Certains acteurs du milieu y voient pourtant des conséquences positives. « Cette “pop-culturisation” du sexe est l’évolution naturelle d’une industrie du X qui cherche à se démocratiser et à paraître plus cool aux yeux du public. Car plus c’est cool, plus on y adhère facilement, nous explique Stéphane Rose, journaliste et directeur de collections au sein de la maison d’édition érotique La Musardine. De plus, à l’heure de #metoo et de la libération de la parole féministe, le porno se doit de changer d’image et de se montrer plus engagé ».
Photo : le film d’horreur Cam produit par Netflix.
PORN D’ABONDANCE
En fricotant ainsi avec la pop culture et l’entertainment, le porno se tourne enfin vers de nouvelles valeurs. Celles d’une industrie moins machiste et sexiste, plus ouverte et plus respectueuse des attentes des consommatrices et consommateurs. Voilà pourquoi la plateforme Pornhub (encore elle) se plaît à jouer les marques de mode. En sortant sa deuxième collection capsule avec la marque de vêtement Richardson, le site porno a déclaré vouloir promouvoir une « une culture de la liberté et de la sexualité plus inclusive », à travers une série de 13 pièces en édition limitée (claquettes, casquettes, bombers, hoodies estampillés du logo du site).
« En sortant sa deuxième collection capsule avec la marque de vêtements Richardson, Pornhub a déclaré vouloir promouvoir une “une culture de la liberté et de la sexualité plus inclusive” »
Cette idée d’un porno plus pop en lien avec les enjeux de société actuels, on le retrouve aussi dans Visionaries Director’s Club : un tout récent projet de Pornhub ayant pour vocation de « diversifier la production porno », et dont «The Gift », le premier épisode (un porno lesbien alternatif) a été réalisé par la jeune rappeuse Young M.A. L’idée ? Offrir à une jeune génération de plus en plus adepte de ce type de contenus la possibilité de prendre le relai, à l’image d’Erika Lust, réalisatrice suédoise de porno féministe qui vient de lancer son appli XConfessions, axé sur le modèle du swipe de Tinder, permettant aux utilisateurs de parler de fétichismes porno et de fantasmes.
Photo : la collection capsule de Pornhub X Richardson.
Une façon pour l’industrie du porno de briser les tabous qui lui sont liés, surtout quand elle subit encore injustement la censure (inefficace) de la part d’institutions dont les mœurs et les idées liées au sexe se rapprochent de celles d’une église mormone du 18e siècle perdu au milieu de l’Utah. Tumblr, l’un des seuls réseaux sociaux à encore accepter la pornographie, vient d’annoncer pour le 17 décembre prochain l’interdiction définitive de toute publication à caractère sexuel. Tout ça alors que les contenus haineux (racisme, homophobie, sexisme) continuent de fleurir sur la toile…
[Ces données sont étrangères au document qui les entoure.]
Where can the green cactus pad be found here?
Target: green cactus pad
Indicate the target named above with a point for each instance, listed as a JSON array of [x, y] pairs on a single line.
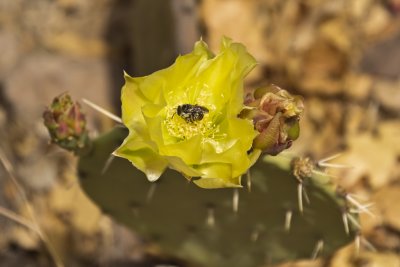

Heureusement le porno, qui a toujours une corde à son arc, préfère en rire. Et c’est peut-être pour cette raison que le label porno Brazzers a récemment lancé son « Comedy spit roast », soit des vidéos de stand-up porn dans lesquelles les vedettes du X come Missy Martinez ou Bonnie Rotten s’essayent au métier d’humoriste graveleuse et potache. Et non, ce n’est pas une mauvaise blague (de cul).
Photo : l’actrice de films X Missy Martinez reconvertie en comédienne de stand-up.